50. Rule 44.14(1) provides that subject to, inter alia, rule 44.15, orders for costs made against a claimant may be enforced without the permission of the court but only to the extent that the aggregate amount in money terms of such orders does not exceed the aggregate amount in money terms of any orders for damages and interest made in favour of the claimant.
51. Rule 44.15(1) provides that orders made against the claimant may be enforced to the full extent of such orders without the permission of the court where the proceedings have been struck out on the grounds that (a) the claimant has disclosed no reasonable grounds for bringing the proceedings; (b) the proceedings are an abuse of the court’s process; or (c) the conduct of (i) the claimant; or (ii) a person acting on the claimant’s behalf and with the claimant’s knowledge of such conduct, is likely to obstruct the just disposal of the proceedings.
52. Therefore, where the claimant’s claim has been struck out a costs order may be enforced in full. However, in such a case the claimant will not have been awarded any damages so the rule allows full enforcement of the of any costs orders made in the defendant’s favour in the proceedings as if the Qualified One-Way Cost shifting did not exist.”

THE DECISION IN THIS CASE

The defendant succeeded in striking out the claim. The judge ordered, pursuant to Rule 44.15(1) of the CPR that the Claimant will pay the Defendant’s costs to be assessed within 14 days of the handing down of the judgment. (Although the order itself stayed the assessment and enforcement of costs untll determination of any appeal).

CPR 44.14

Exceptions to qualified one-way costs shifting where permission not required

44.15  Orders for costs made against the claimant may be enforced to the full extent of such orders without the permission of the court where the proceedings have been struck out on the grounds that –
(a) the claimant has disclosed no reasonable grounds for bringing the proceedings;
(b) the proceedings are an abuse of the court’s process; or
(c) the conduct of –
(i) the claimant; or
(ii) a person acting on the claimant’s behalf and with the claimant’s knowledge of such conduct,
is likely to obstruct the just disposal of the proceedings.

RELATED POSTS ABOUT QOCS

2 comments

  1. I had an interesting discussion with a recently retired costs master on the subject of QOWCS during a costs course I was running – the question was should a solicitor ensure that a LF insures a child’s claim where there might, but probably would not be, a risk of strike out on the question of liability or conduct, for example where the LF who is impecunious, ceases to cooperate?

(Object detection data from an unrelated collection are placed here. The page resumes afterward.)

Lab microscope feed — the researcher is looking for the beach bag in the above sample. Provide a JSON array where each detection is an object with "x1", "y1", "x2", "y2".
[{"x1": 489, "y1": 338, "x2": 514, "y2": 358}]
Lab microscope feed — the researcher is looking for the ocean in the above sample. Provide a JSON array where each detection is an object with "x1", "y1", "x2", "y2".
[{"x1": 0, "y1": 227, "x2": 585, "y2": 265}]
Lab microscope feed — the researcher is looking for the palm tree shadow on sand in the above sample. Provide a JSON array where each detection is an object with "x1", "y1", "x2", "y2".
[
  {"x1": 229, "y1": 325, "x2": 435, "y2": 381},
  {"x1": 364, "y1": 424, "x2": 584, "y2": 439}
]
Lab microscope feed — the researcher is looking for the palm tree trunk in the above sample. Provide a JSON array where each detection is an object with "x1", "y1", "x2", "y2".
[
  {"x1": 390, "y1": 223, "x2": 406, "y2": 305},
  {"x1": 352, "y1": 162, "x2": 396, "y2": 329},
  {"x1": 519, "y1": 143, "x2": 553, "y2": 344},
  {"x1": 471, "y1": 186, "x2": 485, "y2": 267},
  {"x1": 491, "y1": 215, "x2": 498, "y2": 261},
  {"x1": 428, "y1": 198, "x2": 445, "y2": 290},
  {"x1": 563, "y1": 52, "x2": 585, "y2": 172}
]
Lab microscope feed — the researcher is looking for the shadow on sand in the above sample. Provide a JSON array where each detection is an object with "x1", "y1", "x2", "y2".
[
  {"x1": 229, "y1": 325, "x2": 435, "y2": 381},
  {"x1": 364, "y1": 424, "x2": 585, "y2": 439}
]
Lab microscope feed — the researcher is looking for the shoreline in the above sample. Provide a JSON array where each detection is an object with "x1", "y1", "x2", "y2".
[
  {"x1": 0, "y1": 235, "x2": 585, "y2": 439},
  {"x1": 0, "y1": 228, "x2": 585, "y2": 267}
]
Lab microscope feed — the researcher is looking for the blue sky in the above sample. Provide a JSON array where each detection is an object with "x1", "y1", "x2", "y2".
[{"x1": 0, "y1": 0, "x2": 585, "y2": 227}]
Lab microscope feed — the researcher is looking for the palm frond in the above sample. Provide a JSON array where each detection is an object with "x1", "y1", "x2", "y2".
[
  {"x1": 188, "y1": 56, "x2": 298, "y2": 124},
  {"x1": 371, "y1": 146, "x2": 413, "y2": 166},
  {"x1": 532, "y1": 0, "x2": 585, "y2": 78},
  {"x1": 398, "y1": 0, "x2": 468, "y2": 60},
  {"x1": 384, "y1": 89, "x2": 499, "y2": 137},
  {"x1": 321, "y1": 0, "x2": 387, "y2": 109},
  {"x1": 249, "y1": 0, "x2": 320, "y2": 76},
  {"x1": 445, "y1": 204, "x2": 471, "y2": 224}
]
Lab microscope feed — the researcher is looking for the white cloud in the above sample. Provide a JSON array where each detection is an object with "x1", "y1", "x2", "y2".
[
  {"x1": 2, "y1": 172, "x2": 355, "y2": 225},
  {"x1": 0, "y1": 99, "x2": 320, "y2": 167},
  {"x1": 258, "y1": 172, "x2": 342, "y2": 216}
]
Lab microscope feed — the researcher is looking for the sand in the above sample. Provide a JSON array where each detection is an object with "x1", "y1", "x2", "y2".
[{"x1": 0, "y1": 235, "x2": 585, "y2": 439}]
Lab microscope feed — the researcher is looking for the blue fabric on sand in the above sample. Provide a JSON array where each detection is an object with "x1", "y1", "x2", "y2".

    The area, in short, is a minefield – RCJ Lumb handed down the sensible decision recently which prevented routine recovery of child ATE policies, yet here, thanks Colm, the real risk is exposed. Yet how can a child or the LF be protected if ATE premiums are not recoverable?

    Does anyone else sense that we are seeing, across every aspect of civil procedure, a real malaise arising through incoherent attempts to impose general rules inspired by a reformer who has never actually argued the CPR as a practitioner and a politician, late lamented out of office, who was in hoc to the one sectional interest?

    There is a need for urgent review of the rules across the board because they now have the quality of the last days of the RSC in early 1999. They are a code of little sense which has inspired satellite litigation through costs budgets and a real inequality of arms.